主存儲器可以看成是一個長長的 單元格列表,每個單元格都包含一些二進制數據,並標有一個稱為 內存地址 的數字。內存地址的范圍從 0 到 N,是根據系統中可用的主存儲器的容量而定的。一個程序使用的地址范圍稱為 地址空間。
(1. Two programs loaded in memory. Each cell is a memory address. Space between program A and program B might be used by other programs or data. 內存加載的兩個程序。每個單元格是一個內存地址。程序A和程序B之間的空間可能被其他程序或數據使用)
Usage of the main memory in early computers
早期計算機對主存儲器的使用
In the beginning of the computer history (and also nowadays in embedded systems), programs had access to the entire main memory and its management was left to the programmer. Writing software for those machines was challenging: part of the developer's job was to devise a good way to manage RAM accesses and make sure that the whole program would not overflow the available memory.
在計算機歷史的初期(現在的嵌入式系統也是如此),程序可以訪問整個主內存,且內存的管理交由程序員負責。為這些機器編寫軟件很有挑戰性:開發人員的部分工作是設計出一種好的方法來管理RAM訪問,並確保整個程序不會出現內存溢出。

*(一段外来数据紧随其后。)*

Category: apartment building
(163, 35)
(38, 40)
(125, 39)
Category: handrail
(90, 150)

Things got trickier with the advent of multitasking, when multiple programs could run on the same computer. Programmers had to face new critical issues:
隨着多任務處理的出現,事情變得更加棘手,多個程序可以在同一台計算機上同時運行了。程序員們不得不面對新的關鍵問題:
memory layout — programs located in RAM after the first one would have their address space offset by a certain amount, no longer in the initial range 0 to N. An additional pain point to take care of during development;
memory fragmentation —— as things are moved back and forth to memory, the available space becomes fragmented into smaller and smaller chunks. This would make it harder to find available space to load new programs and data in memory;
security —— what if program A accidentally overwrites program B's memory? Or, even worse: what if it deliberately reads sensitive data from another program, such as passwords or credit card information?
內存布局 —— 在第一個程序之后加載時RAM中的程序,其地址空間會有一定的偏移,不再是初始范圍 0 到 N,在開發過程中多了一個需要注意的痛點。
內存碎片化 —— 當東西來回在內存移動時,可用空間會被分割成越來越小的碎片。這將導致為新的程序和數據找到可用空間更加困難。
安全性 —— 如果程序A不小心覆蓋了程序B的內存怎么辦?或者更糟糕的:如果它故意從另一個程序中讀取敏感數據,比如密碼或信用卡信息等敏感數據怎么辦?
So it was pretty obvious to hardware architects in the early 1960s that a form of automatic memory management could significantly simplify programming and fix the more critical memory protection problem. Eventually they came up with what is known today as virtual memory.
因此,在20世紀60年代初,硬件架構師們很明顯地發現,自動內存管理可以大大簡化編程,並解決更關鍵的內存保護問題。最終,他們設計出了今天所說的虛擬內存。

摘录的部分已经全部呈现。